Who is the author of this image? Is it a new work by the algorithm or the architect, or is it a visual summary of his work?
The term artificial intelligence is called into question. Is it not better to talk about supplementary intelligence? Is artificial intelligence a false promise? What is its intelligence? Does it have a genuine understanding?
The techniques used in this study all use pattern recognition. Large amounts of information can train a neural network in such a way that it becomes statistically increasingly likely that it can accurately recognise an image.

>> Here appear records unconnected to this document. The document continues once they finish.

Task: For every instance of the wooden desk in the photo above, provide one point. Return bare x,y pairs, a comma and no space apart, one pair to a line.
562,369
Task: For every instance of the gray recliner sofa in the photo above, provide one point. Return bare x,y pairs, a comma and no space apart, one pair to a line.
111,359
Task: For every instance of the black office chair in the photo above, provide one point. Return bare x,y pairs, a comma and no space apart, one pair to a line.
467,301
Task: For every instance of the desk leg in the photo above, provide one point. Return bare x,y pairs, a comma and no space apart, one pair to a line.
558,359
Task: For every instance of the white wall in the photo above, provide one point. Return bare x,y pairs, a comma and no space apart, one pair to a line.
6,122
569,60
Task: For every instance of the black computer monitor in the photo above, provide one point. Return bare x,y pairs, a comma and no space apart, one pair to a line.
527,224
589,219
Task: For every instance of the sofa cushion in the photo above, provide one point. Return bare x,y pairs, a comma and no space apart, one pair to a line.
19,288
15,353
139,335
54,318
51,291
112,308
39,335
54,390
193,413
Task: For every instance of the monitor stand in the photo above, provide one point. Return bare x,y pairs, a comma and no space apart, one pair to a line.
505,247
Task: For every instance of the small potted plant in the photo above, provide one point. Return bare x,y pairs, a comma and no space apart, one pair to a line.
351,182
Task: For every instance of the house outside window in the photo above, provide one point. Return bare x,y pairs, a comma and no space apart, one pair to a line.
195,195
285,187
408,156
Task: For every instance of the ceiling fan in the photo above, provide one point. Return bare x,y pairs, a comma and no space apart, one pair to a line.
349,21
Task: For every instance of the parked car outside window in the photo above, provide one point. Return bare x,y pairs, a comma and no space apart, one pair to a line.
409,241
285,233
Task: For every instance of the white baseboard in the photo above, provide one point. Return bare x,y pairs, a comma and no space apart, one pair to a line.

Although this is more akin to Pavlovian reaction than intelligence and is not a question of understanding, it does, however, lead to useful applications. Moreover, it offers ample scope for further research.
One example is the possibility of determining a building’s architect based on a photographic image.
To a computer scientist, it comes as no surprise that the training model determines what an AI can recognise. Nevertheless, it makes sense to make this visible and insightful in public applications. How does an algorithm see, and how is it trained? To what extent does it accommodate uncertainty when classifying? Variables that can lead to very different outcomes. Variables that a user can select. This would make an AI less of a black box and more of a tool. It would help demystify the relationship between man and machine. Visualising intermediate steps, such as class activation maps, could also be useful.
A generative adversarial network may seem to generate a new design by Van Doesburg, but what is the significance of this? Is it actually a new work? Who is the author? Who is the copyright holder? Again, it would be a misconception to attribute a creative power to the algorithm. It could be regarded as an attempt to make variations on the architect’s work by distilling an essence.
Artificial intelligence will play a role in how the public experiences the archive of the future. Whether this is in the form of an oracle or a tool is a question of design.
Neural networks are intrinsically stratified and diffuse. A user-friendly interface carries the risk of mystifying the technology and placing the user in a passive role. AI as a tool requires more effort on the part of the user, because it places them in a more active and intelligent role.